Recharging your creative juice

It happens to everyone and not just photographers. You just can not get the creative juices flowing, nothing jells, nothing looks fun, you just feel blah. Sometimes it comes from shooting the same thing over and over, other times it comes just from the endless days of trying to make a living. But everyone gets there now and then.

I was in a bit of a funk several days ago when I was invited to a local car show here in Orange County at the proverbial crack of dawn. “Maybe” was my response to the invite from my friend when he sent me the email telling me about the show. About the same time,  I read a blog post by Scott Borne who is a photographer who I have only recently heard of but have really “connected” to via his blog, photofocus,  and other articles.  This particular post was called “12 tips for car show photographers and a second post was about why fast glass matters was about shooting cars with wide apertures and why you needed to use something other than a wide angle lens.. He talked about  using cropping and strong lines to make art instead of snap shots. This kinda of clicked with me on several levels since I have been a car enthusiast for years. Car show? blog? hmm.. a way to get out of a creative funk? Possibly.

So I found myself getting up at 5AM to meet my friend at the Irvine Cars and Coffee meet and greet along with my Nikon D300 and my 17-55mm F2.8. It did not start off in a  very promising way or so I thought, the light sucked, the coffee was weak, I had more excuses than carter has pills. But, I stuck with it and starting to shoot. And it was hard, harder than I thought it would be. But as the morning wore on, I really started to get into a nice rhythm and feeling like I starting to get traction for some nice “keeper” shots.

Here are some of my results from breaking out of a creative funk with some help from a blog entry.

Like I said, getting this pictures was harder than I thought it would be. I really had to look at the subject very differently and shoot a bit differently that what I am used to shooting for the majority of the time. With the shallow DOF, I had to nail the focus on the money so I was using my spot focus mode. I paid very close attention to my histogram to make sure I was not blowing out the highlights at all, I needed all the information I could get since I wanted to have a very saturated look. Angles were everything and I made a point of getting all the way down on my butt, stomach or standing on something to get up then down. Anything to get away from the normal 5 foot high shooting position. I also went in very tight alot both in camera and in post on a couple of images. A tight crop can work wonders on art like this.

My lighting was very overcast which at first I was cursing under my breath, ok, maybe out loud some too, till I understood that the very flat light would help a lot in keeping the image’s contrast flat till I brought it up in post to exactly where I wanted it. It did mean I had to shoot with a relatively high ISO even with a F2.8 aperture. So noise reduction software was a much to clean up the images. High pass filtering was used to really get the images to “snap” and show off nice sharp lines. I used LR3 for the majority of my post work and CS4 for the final touch up and finishing.
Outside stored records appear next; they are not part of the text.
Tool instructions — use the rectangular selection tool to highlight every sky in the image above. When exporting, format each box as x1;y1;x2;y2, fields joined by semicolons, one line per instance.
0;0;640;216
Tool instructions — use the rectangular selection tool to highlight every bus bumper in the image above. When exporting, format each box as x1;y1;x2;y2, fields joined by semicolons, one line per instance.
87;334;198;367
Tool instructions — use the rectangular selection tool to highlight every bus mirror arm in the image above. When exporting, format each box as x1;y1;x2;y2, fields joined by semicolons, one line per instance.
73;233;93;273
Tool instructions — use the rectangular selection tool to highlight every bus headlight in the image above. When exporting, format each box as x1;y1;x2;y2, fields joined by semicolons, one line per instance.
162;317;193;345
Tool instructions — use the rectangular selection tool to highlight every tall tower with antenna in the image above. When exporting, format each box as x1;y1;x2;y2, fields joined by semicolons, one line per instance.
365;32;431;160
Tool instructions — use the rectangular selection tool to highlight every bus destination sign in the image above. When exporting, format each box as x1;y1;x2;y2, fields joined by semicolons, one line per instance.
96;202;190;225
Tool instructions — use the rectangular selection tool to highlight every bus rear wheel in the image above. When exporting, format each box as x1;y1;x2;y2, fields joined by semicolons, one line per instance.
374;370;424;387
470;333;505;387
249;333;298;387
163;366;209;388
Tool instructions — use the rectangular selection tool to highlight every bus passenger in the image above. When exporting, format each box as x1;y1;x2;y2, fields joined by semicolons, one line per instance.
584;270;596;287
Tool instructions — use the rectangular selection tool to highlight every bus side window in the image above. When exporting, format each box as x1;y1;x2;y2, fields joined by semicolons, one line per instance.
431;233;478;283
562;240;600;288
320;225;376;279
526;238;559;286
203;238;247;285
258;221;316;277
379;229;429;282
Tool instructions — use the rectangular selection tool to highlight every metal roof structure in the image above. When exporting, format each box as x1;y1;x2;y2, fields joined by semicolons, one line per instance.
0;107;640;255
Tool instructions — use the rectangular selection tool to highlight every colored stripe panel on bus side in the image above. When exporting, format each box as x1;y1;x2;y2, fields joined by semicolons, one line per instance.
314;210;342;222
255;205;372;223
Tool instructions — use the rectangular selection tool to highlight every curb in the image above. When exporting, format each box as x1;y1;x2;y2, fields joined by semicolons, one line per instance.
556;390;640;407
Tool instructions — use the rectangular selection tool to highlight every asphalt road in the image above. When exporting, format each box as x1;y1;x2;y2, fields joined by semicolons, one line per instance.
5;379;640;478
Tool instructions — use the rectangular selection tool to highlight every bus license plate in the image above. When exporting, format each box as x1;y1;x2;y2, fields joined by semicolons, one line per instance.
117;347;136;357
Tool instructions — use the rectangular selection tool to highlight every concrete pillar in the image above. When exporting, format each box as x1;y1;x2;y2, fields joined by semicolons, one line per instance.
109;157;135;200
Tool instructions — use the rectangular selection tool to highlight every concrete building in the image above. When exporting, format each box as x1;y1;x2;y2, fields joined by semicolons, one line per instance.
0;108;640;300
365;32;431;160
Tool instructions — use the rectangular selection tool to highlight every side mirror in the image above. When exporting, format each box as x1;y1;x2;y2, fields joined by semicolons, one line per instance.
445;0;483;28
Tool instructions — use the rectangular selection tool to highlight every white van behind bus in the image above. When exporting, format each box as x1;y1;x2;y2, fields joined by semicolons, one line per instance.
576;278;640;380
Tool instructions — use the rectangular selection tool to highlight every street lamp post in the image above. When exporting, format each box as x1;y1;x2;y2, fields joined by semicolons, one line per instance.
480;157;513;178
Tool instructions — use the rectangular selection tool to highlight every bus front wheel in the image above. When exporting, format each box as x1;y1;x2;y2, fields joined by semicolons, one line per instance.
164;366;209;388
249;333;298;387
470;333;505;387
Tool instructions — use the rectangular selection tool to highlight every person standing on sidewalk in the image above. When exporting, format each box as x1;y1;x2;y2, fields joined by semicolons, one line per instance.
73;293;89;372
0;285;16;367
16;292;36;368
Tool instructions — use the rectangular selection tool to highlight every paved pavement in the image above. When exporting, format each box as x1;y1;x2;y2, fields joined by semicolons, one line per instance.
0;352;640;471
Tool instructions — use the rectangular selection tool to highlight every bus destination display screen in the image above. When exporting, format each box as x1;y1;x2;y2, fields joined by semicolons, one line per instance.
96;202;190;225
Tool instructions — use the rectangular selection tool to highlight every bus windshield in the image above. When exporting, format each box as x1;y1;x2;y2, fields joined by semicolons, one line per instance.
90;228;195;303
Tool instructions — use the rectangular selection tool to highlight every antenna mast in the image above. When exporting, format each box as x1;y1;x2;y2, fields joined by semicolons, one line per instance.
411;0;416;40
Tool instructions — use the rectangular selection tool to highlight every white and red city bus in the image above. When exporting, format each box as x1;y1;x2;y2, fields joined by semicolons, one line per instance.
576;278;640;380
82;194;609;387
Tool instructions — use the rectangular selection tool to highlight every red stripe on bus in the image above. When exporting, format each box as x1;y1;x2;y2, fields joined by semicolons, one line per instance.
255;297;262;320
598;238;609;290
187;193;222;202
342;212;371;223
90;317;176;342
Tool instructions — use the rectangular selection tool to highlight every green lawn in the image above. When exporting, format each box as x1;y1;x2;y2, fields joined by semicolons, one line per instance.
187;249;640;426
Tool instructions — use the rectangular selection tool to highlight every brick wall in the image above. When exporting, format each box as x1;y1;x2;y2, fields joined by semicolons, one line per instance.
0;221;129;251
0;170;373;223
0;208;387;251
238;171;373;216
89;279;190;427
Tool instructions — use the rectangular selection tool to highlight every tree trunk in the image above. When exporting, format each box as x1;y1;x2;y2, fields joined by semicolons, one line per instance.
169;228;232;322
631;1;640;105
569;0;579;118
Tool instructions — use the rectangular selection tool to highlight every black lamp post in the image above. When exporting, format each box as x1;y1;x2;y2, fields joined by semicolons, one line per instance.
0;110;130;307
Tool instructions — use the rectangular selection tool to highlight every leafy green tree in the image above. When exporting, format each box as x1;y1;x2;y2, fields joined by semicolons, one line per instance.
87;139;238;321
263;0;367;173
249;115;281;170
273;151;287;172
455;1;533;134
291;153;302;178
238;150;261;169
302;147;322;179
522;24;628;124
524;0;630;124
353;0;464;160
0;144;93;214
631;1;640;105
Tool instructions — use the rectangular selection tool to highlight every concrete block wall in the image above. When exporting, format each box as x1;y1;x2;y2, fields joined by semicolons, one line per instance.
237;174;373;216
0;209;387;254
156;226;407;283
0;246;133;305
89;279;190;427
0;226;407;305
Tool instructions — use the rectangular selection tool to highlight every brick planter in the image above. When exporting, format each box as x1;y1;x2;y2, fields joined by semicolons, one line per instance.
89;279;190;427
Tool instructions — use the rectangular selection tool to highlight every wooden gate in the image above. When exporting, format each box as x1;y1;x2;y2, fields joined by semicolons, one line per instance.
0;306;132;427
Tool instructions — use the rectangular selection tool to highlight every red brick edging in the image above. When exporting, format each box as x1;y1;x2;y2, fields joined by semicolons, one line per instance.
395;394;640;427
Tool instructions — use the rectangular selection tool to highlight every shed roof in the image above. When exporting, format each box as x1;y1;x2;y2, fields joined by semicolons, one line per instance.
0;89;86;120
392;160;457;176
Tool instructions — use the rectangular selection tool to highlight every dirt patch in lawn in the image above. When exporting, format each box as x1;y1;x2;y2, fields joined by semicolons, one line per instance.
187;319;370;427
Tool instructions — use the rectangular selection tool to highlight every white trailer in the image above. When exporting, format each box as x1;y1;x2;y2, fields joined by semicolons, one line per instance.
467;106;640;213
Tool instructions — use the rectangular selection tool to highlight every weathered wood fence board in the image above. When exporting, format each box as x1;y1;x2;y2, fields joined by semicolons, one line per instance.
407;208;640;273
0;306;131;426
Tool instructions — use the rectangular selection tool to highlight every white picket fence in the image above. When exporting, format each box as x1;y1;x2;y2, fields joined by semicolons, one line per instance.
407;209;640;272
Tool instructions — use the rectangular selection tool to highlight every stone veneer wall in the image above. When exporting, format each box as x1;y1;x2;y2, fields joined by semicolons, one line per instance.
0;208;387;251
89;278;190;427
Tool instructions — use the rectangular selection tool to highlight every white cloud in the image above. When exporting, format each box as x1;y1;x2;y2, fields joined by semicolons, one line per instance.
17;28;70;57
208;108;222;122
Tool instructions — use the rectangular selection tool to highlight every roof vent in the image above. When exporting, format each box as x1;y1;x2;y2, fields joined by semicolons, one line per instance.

In the end, I had alot of fun at the car show, I got some cool images and made a few new friends and managed to get out of my funk. I meet a couple of car owners who I gave a few images to to thank them for letting really get up close to shoot their cars. In both cases, the owners were intrigued by what they saw as very weird angles until I showed them the images on the camera. So not only was I able to get out of my funk, I managed to make a few business contacts too. This was a win -win day for me all the way around, I just had to embrace it.